Lo sostiene il report annuale presentato al Congresso dal Dipartimento della Difesa americano, un fascicolo che traccia una valutazione della potenza di fuoco dell’esercito cinese, spaziando da missili a sottomarini, per passare alle flotte, accennando alle armi che la Cina potrebbe imbracciare in caso di cyberwar .
I commentatori cinesi, afferma il rapporto, ripongono fiducia negli armamenti per combattere quella che viene definita ” Integrated Network Electronic Warfare “. La chiave della predominanza cinese potrebbe risiedere nella sua capacità di condividere infrastrutture, informazioni e competenze per costruire una forza di combattimento organica, in grado di indebolire la superiorità informativa del nemico penetrando nelle sue reti aziendali e governative, proteggendo nel contempo la circolazione dell’informazione interna . L’Esercito Popolare di Liberazione, secondo l’intelligence USA, sta quindi investendo in quelle che il report definisce ” computer network operation ” importando tecnologia dall’estero, studiando le falle dei sistemi del nemico e lavorando a codici insidiosi, che la Cina avrebbe iniziato a “sfruttare” già dal 2005 .
Ma è dal 2000, ricorda PCWorld , che il Dipartimento della Difesa americano avverte come la Cina avrebbe potuto infiltrarsi e attentare alle reti meno protette, rivolgendo i suoi attacchi nei confronti dei network di istituzioni e aziende americane. Un sospetto riemerso in numerose occasioni .
Nel mirino della Repubblica Popolare, però, non ci sarebbero gli Stati Uniti, con i quali intrattiene rapporti di cauta rivalità, ma soprattutto Taiwan, di cui Pechino insegue da sempre il “riassorbimento”. L’Esercito Popolare di Liberazione, in maniera più coordinata rispetto al passato , potrebbe voler sferrare attacchi informatici contro le infrastrutture politiche, militari ed economiche dell’isola, per minarne la credibilità.
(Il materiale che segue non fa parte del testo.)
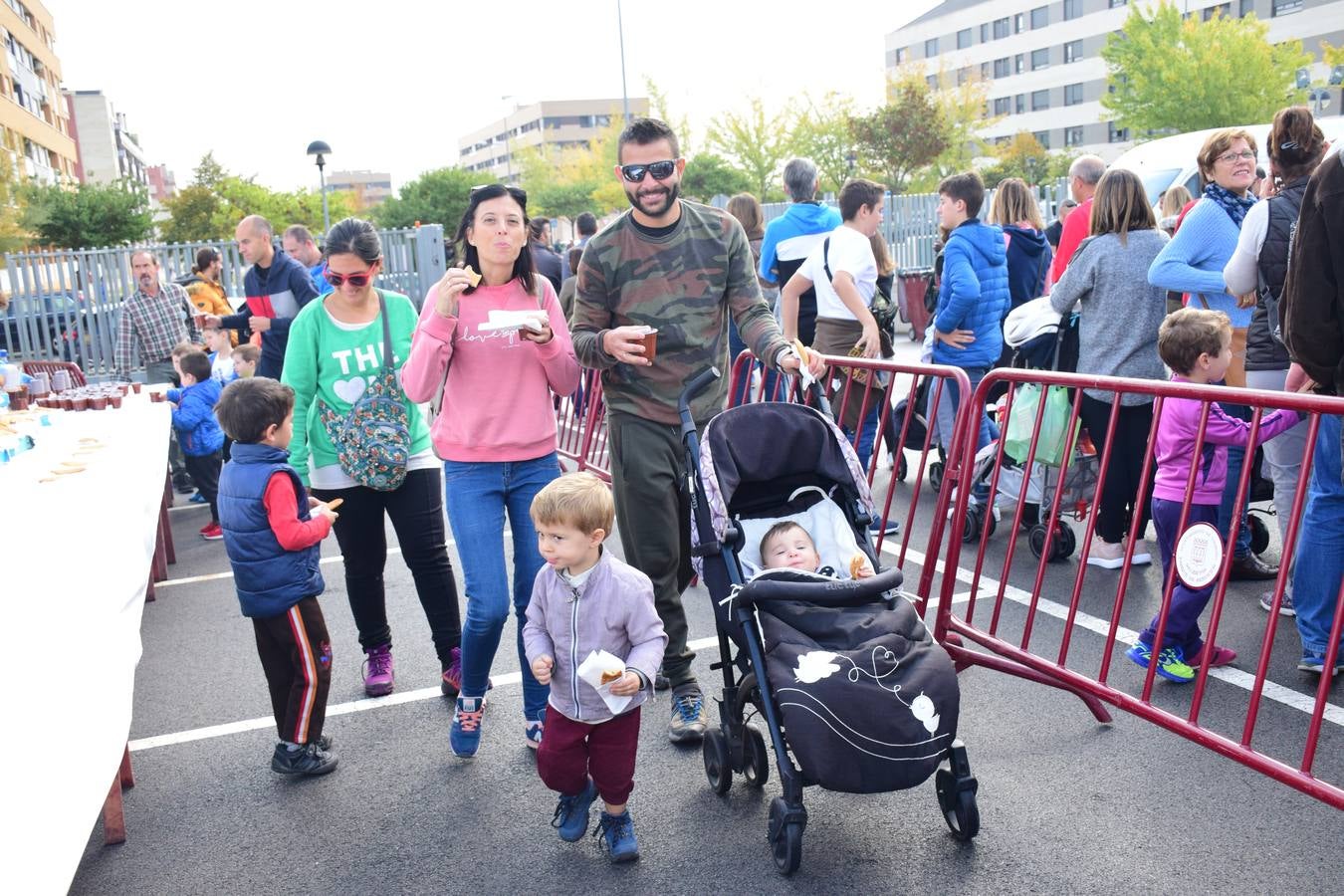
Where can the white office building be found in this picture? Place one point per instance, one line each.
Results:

Praticamente assenti, nel report, i dettagli riguardo alle tattiche che l’esercito della Repubblica Popolare potrebbe mettere in campo in caso di cyberwar. L’impenetrabile cortina di segretezza del governo cinese è l’arma che più impensierisce gli Stati Uniti, che possono soltanto azzardare stime riguardo a strategie ed investimenti (quasi cento miliardi di Euro, a parere degli USA, rispetto ai 45 miliardi dichiarati dal governo cinese). Stime alle quali la Cina, tradizionalmente, risponde lamentando esagerazioni ascrivibili alla retorica della “minaccia cinese”, volta a minare le relazioni internazionali.
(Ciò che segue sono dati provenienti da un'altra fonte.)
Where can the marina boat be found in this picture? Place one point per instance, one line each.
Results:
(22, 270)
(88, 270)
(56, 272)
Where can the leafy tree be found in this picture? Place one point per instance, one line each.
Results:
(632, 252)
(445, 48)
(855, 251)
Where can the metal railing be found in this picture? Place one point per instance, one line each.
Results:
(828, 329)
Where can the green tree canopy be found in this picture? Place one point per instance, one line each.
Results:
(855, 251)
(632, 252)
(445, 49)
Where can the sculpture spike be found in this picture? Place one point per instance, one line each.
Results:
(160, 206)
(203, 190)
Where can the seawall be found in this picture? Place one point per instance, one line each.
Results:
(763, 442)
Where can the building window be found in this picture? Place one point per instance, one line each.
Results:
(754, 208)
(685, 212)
Non è dato sapere quanto peso la Cina attribuisca al cosiddetto cyberwarfare o al Rapporto americano ma, osserva il rappresentante del Dipartimento della Difesa, la Repubblica Popolare avrebbe iniziato ad intuire le potenzialità del campo di battaglia delle reti informatiche, sul quale già operano numerose pedine dello scacchiere mondiale, States compresi , provocando , recentemente, anche l’intervento della NATO.
Un tipo di battaglia combattuta con il codice, commentano gli utenti di Slashdot , non troppo allarmati dal sensazionalismo che spesso intride queste notizie e che i media americani diffondono spesso con una malcelata vena di nazionalismo.